U.S. consumer sentiment index expected to show a small increase — The consensus is for today’s preliminary-July University of Michigan U.S. consumer sentiment index to show a +1.0 point increase to 86.5, adding to June’s +2.6 point increase to 85.5.
The U.S. consumer sentiment index has recovered moderately from last year’s pandemic low, but has only recovered about half of the plunge seen last year due to the pandemic. The current sentiment index level of 85.5 is still -15.5 points below the pre-pandemic level of 101.0 seen in February 2020.
Consumers are encouraged by the reduced Covid infection numbers and the economic recovery. However, the Covid delta variant has recently pushed the infection figures mildly higher and is causing concerns that the pandemic will persist. Some consumers also remain concerned about the labor market since the U.S. economy is still down by 6.7 million jobs from the pre-pandemic levels.
High gasoline prices are another negative factor for consumer sentiment. The nationwide average price of regular gasoline is currently at a 6-3/4 year high of $3.155 per gallon, according to AAA.
Consumers are being forced to use a larger portion of their disposable income to buy gasoline that has become more expensive due to the success of the OPEC+ cartel in restricting oil production and pushing oil and gasoline prices higher.
Senate infrastructure legislation to move forward next week — Senate Majority Leader Schumer on Thursday announced that he intends to hold a test vote next Wednesday on the bipartisan infrastructure plan.
The Senate is only scheduled to be in session for another three weeks before leaving on August 9 for its summer recess. The Senate will then be on recess until September 13.
Mr. Schumer is pushing hard to get a vote on the bipartisan infrastructure bill and the $3.5 trillion Democratic budget resolution before leaving for the August recess. However, neither bill is ready.
Senators next Wednesday will be called upon to vote on an infrastructure shelf bill that may not contain all the details of the $579 billion bipartisan infrastructure plan, which will make it even harder to attract the 60 votes necessary to avoid a filibuster.
In addition, the bipartisan plan ran into trouble on Thursday when Senators dropped the idea of spending $40 billion on the IRS to get $100 billion more in revenue. The bipartisan group of Senators now face the difficult problem of trying to replace a $100 billion pay-for.
Mr. Schumer is trying to get the bipartisan group to either put-up or shut-up about their bill and avoid allowing the negotiations to be drawn out any further. If the bipartisan bill cannot get past a Republican filibuster, then Democrats will roll the infrastructure measures into their $3.5 trillion social spending bill.
Meanwhile, the House this Monday will return from its Fourth of July recess. The House passed an infrastructure bill before leaving for its Fourth of July recess, which will be introduced into the Senate on Monday as a legislative vehicle for a Senate infrastructure bill.

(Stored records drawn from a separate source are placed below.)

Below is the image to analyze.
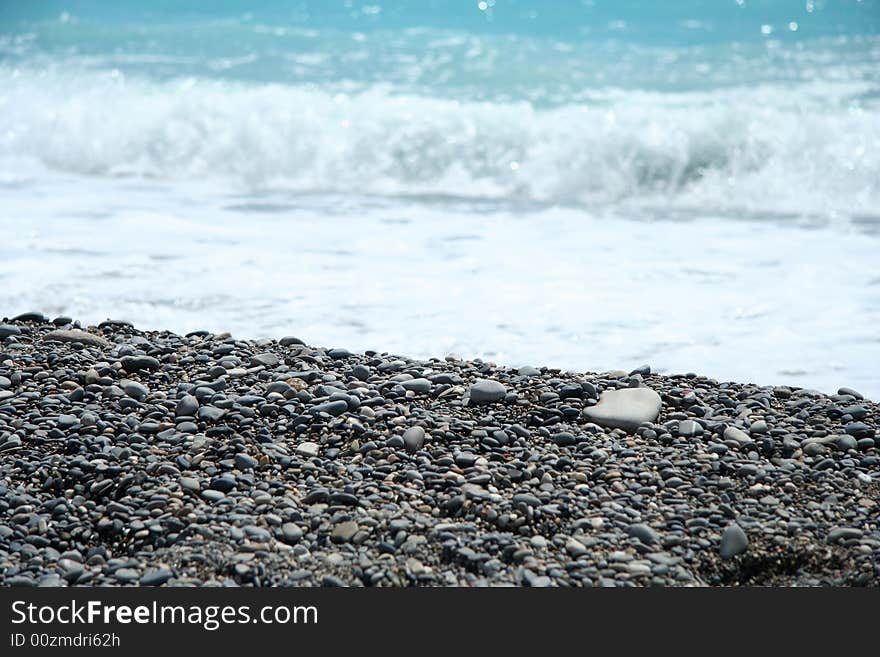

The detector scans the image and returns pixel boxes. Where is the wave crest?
[0,70,880,212]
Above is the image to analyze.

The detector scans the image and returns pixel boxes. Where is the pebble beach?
[0,313,880,587]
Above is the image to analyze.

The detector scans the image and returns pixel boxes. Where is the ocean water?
[0,0,880,398]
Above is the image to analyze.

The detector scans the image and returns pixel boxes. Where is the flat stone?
[43,329,110,349]
[470,379,507,404]
[0,324,21,340]
[12,312,49,324]
[720,522,749,559]
[296,441,318,457]
[828,527,862,543]
[140,568,174,586]
[119,356,162,372]
[400,379,431,393]
[120,379,150,401]
[627,523,659,545]
[235,452,259,470]
[281,522,303,545]
[330,520,359,543]
[584,388,662,432]
[174,395,199,417]
[403,427,425,453]
[724,427,755,445]
[251,352,281,367]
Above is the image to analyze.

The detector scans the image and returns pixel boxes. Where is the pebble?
[0,319,880,587]
[469,379,507,404]
[403,427,425,453]
[584,388,662,432]
[719,522,749,559]
[43,329,110,349]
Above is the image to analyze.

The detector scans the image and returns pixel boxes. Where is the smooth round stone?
[177,477,202,493]
[251,353,281,367]
[309,399,348,417]
[837,388,865,399]
[720,522,749,559]
[43,329,110,348]
[837,435,859,452]
[113,568,141,582]
[140,568,174,586]
[235,452,259,470]
[553,431,577,447]
[724,427,754,445]
[174,395,199,417]
[400,379,431,393]
[122,379,150,401]
[627,523,658,545]
[281,522,303,545]
[828,527,863,543]
[403,427,425,453]
[12,312,49,324]
[583,388,662,432]
[351,365,370,381]
[470,379,507,404]
[296,441,318,457]
[119,356,162,372]
[678,420,703,438]
[0,324,21,340]
[330,520,359,543]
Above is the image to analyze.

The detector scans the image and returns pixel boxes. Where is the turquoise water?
[0,0,880,396]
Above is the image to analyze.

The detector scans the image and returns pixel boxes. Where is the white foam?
[0,67,880,215]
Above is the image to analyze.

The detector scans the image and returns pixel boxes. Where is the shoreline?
[0,314,880,586]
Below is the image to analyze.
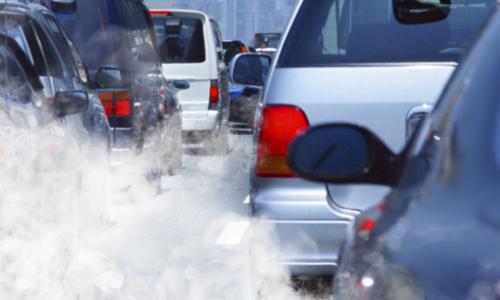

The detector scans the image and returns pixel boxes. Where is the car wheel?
[204,126,230,156]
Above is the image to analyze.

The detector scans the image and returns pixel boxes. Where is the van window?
[278,0,496,67]
[153,17,205,63]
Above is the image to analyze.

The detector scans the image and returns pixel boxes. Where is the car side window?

House Speaker Pelosi has said that the House will not vote on any bipartisan Senate infrastructure bill before the Senate has also passed the $3.5 trillion social spending bill. The House is therefore in a wait-and-see mode as the legislative gears in the Senate grind slowly forward.

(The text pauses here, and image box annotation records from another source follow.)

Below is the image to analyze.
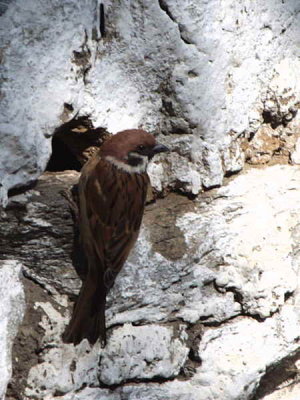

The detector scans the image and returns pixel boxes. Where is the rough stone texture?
[0,165,300,400]
[0,260,25,400]
[0,0,300,400]
[0,0,300,204]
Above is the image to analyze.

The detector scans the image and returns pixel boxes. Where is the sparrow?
[63,129,169,347]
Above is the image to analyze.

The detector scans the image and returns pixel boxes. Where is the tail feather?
[63,281,106,347]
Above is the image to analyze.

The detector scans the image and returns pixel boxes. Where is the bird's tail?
[63,278,106,347]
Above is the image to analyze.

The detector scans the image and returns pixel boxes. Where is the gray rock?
[0,0,300,200]
[0,260,25,400]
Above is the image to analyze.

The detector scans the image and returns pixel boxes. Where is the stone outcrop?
[0,0,300,400]
[1,165,300,400]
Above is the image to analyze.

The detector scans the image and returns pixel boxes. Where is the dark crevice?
[46,115,109,172]
[46,136,81,172]
[251,351,300,400]
[99,370,178,390]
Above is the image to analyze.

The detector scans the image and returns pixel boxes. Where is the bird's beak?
[152,143,170,155]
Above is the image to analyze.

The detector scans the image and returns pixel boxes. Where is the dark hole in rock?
[46,136,82,172]
[46,115,109,172]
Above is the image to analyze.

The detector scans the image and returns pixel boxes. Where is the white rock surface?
[99,324,189,385]
[0,261,25,400]
[0,0,300,204]
[17,165,300,400]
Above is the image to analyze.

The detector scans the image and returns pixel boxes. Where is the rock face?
[0,0,300,400]
[1,165,300,400]
[0,260,25,400]
[0,0,300,204]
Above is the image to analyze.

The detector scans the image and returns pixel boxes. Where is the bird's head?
[100,129,169,173]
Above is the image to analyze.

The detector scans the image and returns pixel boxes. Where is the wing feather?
[80,158,149,289]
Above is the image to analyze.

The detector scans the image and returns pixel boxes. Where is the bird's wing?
[82,158,149,289]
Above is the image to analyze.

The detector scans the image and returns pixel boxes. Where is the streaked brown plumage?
[63,129,168,346]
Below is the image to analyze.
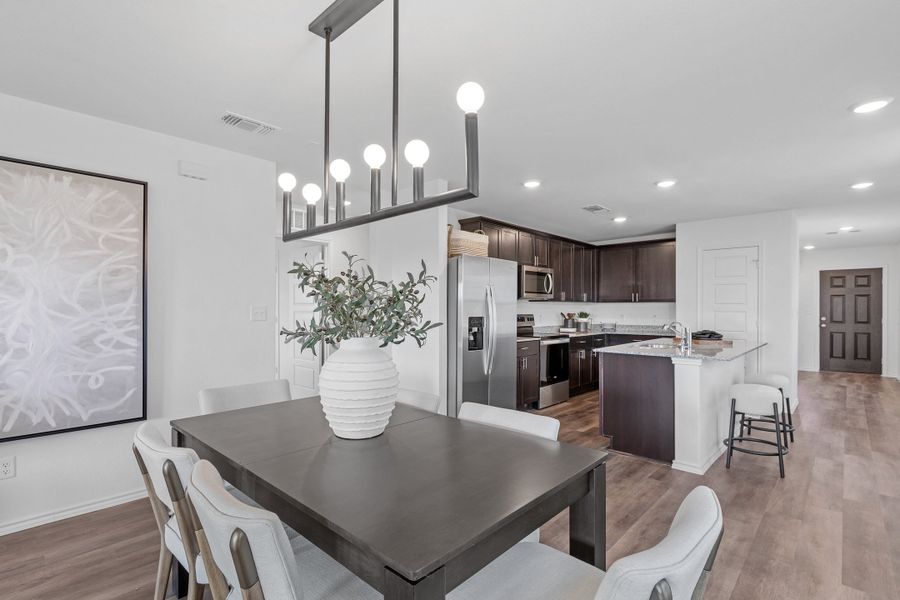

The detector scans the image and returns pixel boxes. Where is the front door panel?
[819,269,882,373]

The debt ceiling will gain increased attention in the next few weeks since the debt ceiling will be reinstated in about two weeks on July 30. The Treasury will then be forced to use emergency procedures to conserve cash. However, the Treasury will eventually run out of cash and will have no legal authority to borrow more money, meaning the Treasury will then hit its “X-Date” when it starts to default on its obligations, possibly including a sovereign default on Treasury security debt.
The Bipartisan Policy Center has warned that it will be particularly difficult to predict the X-date this time around because of “the high uncertainty of Treasury Department cash flows relating to COVID-19 relief disbursements and the pace of the economic recovery.” The BPC is predicting an X-day sometime “this fall,” after the new fiscal year begins on October 1. That means that Congress will likely include a debt ceiling hike with the new fiscal-year spending bill that will be necessary to keep the government open past Oct 1.